On Jan. 29, Lisa Robertson, a Canadian poet, novelist and essayist returned to Orono after 17 years to present as a visiting poet for the New Writing Series. Robertson read excerpts from her new novel “The Baudelaire Fractal.”
The New Writing Series is located in the Innovative Media Research and Commercialization Center’s AP/PE Space, and intimate and dark theater. Since 1999, The University of Maine has brought visiting writers to the area to share their work and participate in a question and answer session with the audience. Robertson has read for the New Writing Series once before in 2003.
Introduced by Ben Friedlander, Robertson read two chapters from her novel that she wrote in just six months. Following her 1997 novel, “Debbie: An Epic,” Robertson’s second novel adds to her collection of published critical essays, poetry and other works. “The Baudelaire Fractal” will be available to purchase on Feb. 4.
“I didn’t think it would be so different when I started writing it. I love writing prose and sentences and that is part of my exploration as a poet,” Robertson said. “I kind of really treated it like a super long poem. There was a period of intense focus and I hunkered down and wrote a draft in 6 months.”
Coach House Books writes, “One morning, the poet Hazel Brown wakes up in a strange hotel room to find that she’s written the complete works of Charles Baudelaire. Surprising as this may be, it’s no more surprising to Brown than the impossible journey she’s taken to become the writer that she is. Animated by the spirit of the poète maudit, she shuttles between London, Vancouver, Paris, and the French countryside, moving fluidly between the early 1980s and the present, from rented room to rented room, all the while considering such Baudelairian obsessions as modernity, poverty, and the perfect jacket.”

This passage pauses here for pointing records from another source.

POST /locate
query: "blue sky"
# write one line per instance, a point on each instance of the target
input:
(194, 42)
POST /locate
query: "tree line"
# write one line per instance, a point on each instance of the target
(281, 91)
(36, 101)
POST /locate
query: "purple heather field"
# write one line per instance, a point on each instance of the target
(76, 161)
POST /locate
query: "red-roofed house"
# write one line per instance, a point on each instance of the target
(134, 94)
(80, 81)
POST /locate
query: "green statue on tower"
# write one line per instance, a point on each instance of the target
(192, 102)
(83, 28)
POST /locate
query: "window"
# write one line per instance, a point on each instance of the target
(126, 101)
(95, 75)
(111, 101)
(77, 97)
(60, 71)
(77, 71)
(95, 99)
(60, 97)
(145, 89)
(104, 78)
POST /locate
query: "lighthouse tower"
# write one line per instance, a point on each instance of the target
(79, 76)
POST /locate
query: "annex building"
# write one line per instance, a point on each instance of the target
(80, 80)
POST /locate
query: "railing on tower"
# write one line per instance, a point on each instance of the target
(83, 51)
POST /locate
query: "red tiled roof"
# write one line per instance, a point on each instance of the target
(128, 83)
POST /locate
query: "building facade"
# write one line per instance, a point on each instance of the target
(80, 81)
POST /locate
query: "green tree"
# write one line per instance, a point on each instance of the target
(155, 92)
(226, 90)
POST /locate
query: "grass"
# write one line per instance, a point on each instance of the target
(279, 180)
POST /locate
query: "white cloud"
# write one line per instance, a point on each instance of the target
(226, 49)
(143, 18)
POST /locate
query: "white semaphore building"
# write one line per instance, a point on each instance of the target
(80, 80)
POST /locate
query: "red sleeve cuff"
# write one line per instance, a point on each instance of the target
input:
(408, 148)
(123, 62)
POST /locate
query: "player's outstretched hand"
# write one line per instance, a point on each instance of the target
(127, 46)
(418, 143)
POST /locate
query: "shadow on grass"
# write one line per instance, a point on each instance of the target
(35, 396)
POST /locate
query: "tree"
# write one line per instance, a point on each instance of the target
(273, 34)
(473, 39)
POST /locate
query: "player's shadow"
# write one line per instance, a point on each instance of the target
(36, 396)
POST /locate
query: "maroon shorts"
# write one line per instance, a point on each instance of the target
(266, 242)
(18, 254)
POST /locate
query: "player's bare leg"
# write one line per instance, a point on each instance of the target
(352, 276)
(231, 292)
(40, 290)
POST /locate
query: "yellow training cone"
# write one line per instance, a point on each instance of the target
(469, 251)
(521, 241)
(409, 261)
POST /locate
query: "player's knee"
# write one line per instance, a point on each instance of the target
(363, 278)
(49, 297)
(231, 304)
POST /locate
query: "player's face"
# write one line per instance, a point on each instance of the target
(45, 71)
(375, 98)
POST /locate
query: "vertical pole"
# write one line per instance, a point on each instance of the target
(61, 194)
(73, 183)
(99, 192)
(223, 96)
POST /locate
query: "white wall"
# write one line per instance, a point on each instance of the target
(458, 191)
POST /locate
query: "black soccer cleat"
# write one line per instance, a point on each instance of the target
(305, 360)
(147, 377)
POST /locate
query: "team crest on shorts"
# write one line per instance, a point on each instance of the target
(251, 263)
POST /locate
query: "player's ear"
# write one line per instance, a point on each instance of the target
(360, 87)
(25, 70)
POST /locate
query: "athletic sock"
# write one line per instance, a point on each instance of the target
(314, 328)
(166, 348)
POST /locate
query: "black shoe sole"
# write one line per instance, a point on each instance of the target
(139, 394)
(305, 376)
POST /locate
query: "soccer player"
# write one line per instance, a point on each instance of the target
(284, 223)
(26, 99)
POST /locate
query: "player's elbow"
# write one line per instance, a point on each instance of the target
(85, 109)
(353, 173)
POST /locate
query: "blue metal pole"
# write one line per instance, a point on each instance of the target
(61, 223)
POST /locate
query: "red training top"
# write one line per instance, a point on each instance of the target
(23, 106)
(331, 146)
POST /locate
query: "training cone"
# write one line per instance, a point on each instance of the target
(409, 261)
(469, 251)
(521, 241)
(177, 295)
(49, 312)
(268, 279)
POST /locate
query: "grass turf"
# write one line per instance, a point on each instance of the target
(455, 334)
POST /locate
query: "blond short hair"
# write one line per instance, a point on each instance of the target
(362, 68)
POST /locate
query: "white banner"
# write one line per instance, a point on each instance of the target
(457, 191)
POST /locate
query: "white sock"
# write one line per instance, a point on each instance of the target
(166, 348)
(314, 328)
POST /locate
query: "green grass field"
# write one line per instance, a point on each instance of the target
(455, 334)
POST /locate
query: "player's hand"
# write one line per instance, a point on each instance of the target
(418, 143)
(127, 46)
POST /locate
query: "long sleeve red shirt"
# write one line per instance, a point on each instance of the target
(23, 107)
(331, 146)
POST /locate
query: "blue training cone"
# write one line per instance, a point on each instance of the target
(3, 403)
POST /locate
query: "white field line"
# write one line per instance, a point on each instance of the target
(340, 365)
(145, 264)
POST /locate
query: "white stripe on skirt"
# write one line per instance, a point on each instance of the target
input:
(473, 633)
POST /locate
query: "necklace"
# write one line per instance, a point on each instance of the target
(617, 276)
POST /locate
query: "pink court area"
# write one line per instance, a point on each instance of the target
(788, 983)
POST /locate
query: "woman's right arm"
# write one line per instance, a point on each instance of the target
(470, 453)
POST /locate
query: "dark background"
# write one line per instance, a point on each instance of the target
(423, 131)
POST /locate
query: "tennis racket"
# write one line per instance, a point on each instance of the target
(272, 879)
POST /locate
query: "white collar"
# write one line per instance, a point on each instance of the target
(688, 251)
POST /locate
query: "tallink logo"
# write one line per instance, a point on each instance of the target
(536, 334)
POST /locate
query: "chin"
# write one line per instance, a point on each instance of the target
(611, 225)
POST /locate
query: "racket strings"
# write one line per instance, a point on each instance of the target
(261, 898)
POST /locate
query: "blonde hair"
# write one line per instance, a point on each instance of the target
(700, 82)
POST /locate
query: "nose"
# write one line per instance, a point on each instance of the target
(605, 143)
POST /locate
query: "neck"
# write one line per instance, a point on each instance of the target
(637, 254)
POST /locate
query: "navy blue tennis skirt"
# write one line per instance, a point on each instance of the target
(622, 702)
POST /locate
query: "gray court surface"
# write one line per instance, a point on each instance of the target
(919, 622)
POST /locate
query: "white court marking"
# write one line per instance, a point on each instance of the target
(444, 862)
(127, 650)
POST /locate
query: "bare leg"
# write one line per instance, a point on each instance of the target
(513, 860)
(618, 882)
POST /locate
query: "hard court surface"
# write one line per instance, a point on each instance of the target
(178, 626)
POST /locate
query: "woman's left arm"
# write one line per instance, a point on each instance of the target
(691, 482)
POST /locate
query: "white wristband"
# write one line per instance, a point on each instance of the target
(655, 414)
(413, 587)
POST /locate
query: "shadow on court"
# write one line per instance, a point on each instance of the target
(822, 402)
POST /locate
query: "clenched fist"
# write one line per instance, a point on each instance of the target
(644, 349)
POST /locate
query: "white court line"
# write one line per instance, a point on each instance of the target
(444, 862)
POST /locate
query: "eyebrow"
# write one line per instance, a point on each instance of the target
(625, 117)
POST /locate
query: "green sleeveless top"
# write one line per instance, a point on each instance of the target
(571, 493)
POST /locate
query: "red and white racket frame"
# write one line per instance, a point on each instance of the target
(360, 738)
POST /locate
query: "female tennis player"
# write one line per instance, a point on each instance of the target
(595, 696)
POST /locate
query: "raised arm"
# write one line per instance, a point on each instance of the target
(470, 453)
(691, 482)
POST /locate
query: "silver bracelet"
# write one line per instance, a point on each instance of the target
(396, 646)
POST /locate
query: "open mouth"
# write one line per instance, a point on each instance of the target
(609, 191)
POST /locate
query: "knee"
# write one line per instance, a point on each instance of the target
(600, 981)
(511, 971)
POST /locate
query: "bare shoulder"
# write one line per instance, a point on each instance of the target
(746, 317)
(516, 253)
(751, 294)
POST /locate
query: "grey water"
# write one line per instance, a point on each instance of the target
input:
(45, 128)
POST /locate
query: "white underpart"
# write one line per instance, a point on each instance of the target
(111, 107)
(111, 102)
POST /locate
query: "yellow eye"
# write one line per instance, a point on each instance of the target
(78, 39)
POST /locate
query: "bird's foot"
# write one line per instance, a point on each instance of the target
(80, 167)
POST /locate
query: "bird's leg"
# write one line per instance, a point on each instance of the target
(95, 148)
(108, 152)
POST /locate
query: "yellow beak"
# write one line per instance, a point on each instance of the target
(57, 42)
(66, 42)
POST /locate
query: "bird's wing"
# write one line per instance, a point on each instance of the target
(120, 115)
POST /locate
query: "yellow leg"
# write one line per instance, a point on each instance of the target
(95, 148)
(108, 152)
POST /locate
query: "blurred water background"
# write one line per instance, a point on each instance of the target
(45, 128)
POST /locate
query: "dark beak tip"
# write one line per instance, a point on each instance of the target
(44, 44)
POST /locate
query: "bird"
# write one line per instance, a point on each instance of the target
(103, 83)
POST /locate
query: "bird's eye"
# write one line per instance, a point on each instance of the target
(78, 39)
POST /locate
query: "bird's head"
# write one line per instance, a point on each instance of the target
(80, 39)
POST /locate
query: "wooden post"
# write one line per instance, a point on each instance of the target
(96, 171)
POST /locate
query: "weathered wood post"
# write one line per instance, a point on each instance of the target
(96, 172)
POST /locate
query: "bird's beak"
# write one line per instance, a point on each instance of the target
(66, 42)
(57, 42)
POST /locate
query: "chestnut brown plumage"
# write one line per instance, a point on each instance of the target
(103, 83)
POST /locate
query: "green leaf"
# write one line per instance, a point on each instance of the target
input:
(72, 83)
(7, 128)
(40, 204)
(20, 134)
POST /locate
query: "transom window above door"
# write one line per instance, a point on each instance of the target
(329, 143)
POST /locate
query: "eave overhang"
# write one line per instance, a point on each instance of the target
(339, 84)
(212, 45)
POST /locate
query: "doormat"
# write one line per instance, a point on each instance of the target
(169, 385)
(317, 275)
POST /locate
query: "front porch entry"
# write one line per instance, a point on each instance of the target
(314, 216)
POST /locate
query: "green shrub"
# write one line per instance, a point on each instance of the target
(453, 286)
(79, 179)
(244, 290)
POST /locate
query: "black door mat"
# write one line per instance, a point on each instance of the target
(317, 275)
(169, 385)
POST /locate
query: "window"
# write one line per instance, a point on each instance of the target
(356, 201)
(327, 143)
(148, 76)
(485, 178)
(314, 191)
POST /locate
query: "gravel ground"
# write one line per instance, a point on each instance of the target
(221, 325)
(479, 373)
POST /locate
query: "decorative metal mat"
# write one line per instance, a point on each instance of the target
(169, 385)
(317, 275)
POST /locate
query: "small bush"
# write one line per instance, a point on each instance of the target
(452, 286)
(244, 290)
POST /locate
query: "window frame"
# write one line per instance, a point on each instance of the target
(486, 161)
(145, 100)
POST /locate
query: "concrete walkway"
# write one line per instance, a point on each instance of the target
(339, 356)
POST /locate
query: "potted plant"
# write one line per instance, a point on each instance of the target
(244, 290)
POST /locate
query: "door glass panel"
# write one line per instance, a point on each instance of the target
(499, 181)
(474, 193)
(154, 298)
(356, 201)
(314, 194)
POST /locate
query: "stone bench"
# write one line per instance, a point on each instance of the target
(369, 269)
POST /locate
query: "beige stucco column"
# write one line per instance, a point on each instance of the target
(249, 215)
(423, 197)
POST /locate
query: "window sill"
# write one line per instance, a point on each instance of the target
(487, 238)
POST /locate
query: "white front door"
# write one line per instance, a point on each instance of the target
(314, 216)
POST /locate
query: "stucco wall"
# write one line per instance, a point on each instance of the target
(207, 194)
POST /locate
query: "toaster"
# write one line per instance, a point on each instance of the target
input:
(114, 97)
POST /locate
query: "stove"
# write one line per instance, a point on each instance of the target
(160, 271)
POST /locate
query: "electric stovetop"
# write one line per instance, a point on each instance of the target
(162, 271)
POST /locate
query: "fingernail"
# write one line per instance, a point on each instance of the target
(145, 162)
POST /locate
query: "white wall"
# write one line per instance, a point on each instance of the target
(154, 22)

Written in chapters titled after the french poet’s poems, the novel follows Hazel Brown on her spiritual and intellectual journey through this fantastic situation. Robertson drew on earlier writings and diary entries in crafting this novel in just one year.
“The durational aspect of novel-writing was brutal, and I didn’t expect that. I went into it with a light-hearted approach,” Robertson said. “I had this idea that I wanted to explore, and I began to explore it in the three beginning chapters.”
Robertson read a short introductory chapter from the novel as well as one titled “Rich is Real” from later in the book. Audience members, many UMaine English faculty and students, were encouraged to share comments and ask questions after the hour-long reading.
“This was a ravishing experience of literature. It was delicious and exciting,” Stephen Wicks, a professor of English at UMaine, said.
Robertson was born in Toronto, Canada in 1961 and started writing in the 1980s. She has worked as a writer in residence at many colleges and universities, and currently spends her time traveling between France, Canada, the Netherlands and England.
The next New Writing Series event is Feb. 13 featuring Deborah Willis.